In semiconductor lasers, key parameters such as threshold current, efficiency, wavelength, and lifetime are closely related to temperature. These dependencies are especially important for high-power lasers, in which device heating is the main cause of decreased performance and failure. Heat sources such as non-radiative recombination in the active region typically cause the temperature to be highly peaked within the device, potentially leading to large refractive index variation with bias. Here we apply high-resolution charge-coupled device (CCD) thermoreflectance to generate two dimensional (2D) maps of the facet temperatures of a high power laser with 500 nm spatial resolution.
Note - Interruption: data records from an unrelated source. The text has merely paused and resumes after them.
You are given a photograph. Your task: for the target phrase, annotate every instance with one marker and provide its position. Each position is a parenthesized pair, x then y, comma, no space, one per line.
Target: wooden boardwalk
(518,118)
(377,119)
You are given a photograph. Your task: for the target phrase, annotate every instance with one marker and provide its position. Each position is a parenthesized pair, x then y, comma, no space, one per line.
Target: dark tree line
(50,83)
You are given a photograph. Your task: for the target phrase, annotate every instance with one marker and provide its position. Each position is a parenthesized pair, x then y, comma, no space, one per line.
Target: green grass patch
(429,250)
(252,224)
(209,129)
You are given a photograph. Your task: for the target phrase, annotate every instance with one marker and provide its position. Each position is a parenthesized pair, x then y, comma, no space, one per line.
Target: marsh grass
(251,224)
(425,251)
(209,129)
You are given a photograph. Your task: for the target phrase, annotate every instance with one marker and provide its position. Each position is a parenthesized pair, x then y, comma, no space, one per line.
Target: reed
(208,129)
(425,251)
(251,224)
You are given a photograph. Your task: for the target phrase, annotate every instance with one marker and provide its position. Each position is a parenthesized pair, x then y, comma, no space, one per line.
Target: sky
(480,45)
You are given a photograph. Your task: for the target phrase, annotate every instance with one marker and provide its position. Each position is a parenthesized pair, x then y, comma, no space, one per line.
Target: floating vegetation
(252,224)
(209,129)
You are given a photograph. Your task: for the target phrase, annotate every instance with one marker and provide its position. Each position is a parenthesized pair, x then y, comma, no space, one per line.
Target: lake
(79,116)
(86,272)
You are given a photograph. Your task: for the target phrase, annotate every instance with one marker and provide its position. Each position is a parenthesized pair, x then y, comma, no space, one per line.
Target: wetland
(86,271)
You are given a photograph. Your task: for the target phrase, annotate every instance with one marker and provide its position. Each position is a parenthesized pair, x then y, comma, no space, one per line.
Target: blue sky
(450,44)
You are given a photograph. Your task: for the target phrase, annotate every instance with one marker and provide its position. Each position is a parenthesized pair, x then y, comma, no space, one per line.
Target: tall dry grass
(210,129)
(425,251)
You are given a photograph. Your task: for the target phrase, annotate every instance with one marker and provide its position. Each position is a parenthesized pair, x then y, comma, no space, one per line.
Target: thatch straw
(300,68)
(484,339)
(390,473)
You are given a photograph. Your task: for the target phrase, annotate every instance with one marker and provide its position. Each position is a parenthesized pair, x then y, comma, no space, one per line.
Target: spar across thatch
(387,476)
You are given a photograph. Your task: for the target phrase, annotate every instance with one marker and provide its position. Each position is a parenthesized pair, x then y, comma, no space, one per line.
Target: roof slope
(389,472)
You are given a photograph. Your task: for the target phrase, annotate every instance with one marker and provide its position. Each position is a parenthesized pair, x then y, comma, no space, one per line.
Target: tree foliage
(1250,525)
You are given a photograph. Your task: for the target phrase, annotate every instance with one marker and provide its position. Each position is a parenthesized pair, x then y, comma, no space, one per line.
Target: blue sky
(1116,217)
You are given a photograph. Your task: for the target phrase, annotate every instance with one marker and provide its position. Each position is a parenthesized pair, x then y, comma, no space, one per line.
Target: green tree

The device under test is a slab-coupled optical waveguide laser (SCOWL) which has a large single mode and high power output. These characteristics favor direct butt-coupling the light generated from the laser diode into a single mode optical fiber. From the high spatial resolution temperature map, we can calculate the non-radiative recombination power and the optical mode size by thermal circuit and finite-element model (FEM) respectively. Due to the thermal lensing effect at high bias, the size of the optical mode will decrease and hence the coupling efficiency between the laser diode and the single mode fiber increases. At I=10Ith, we found that the optical mode size has 20% decrease and the coupling efficiency has 10% increase when comparing to I=2Ith. This suggests SCOWL is very suitable fr optical communication system.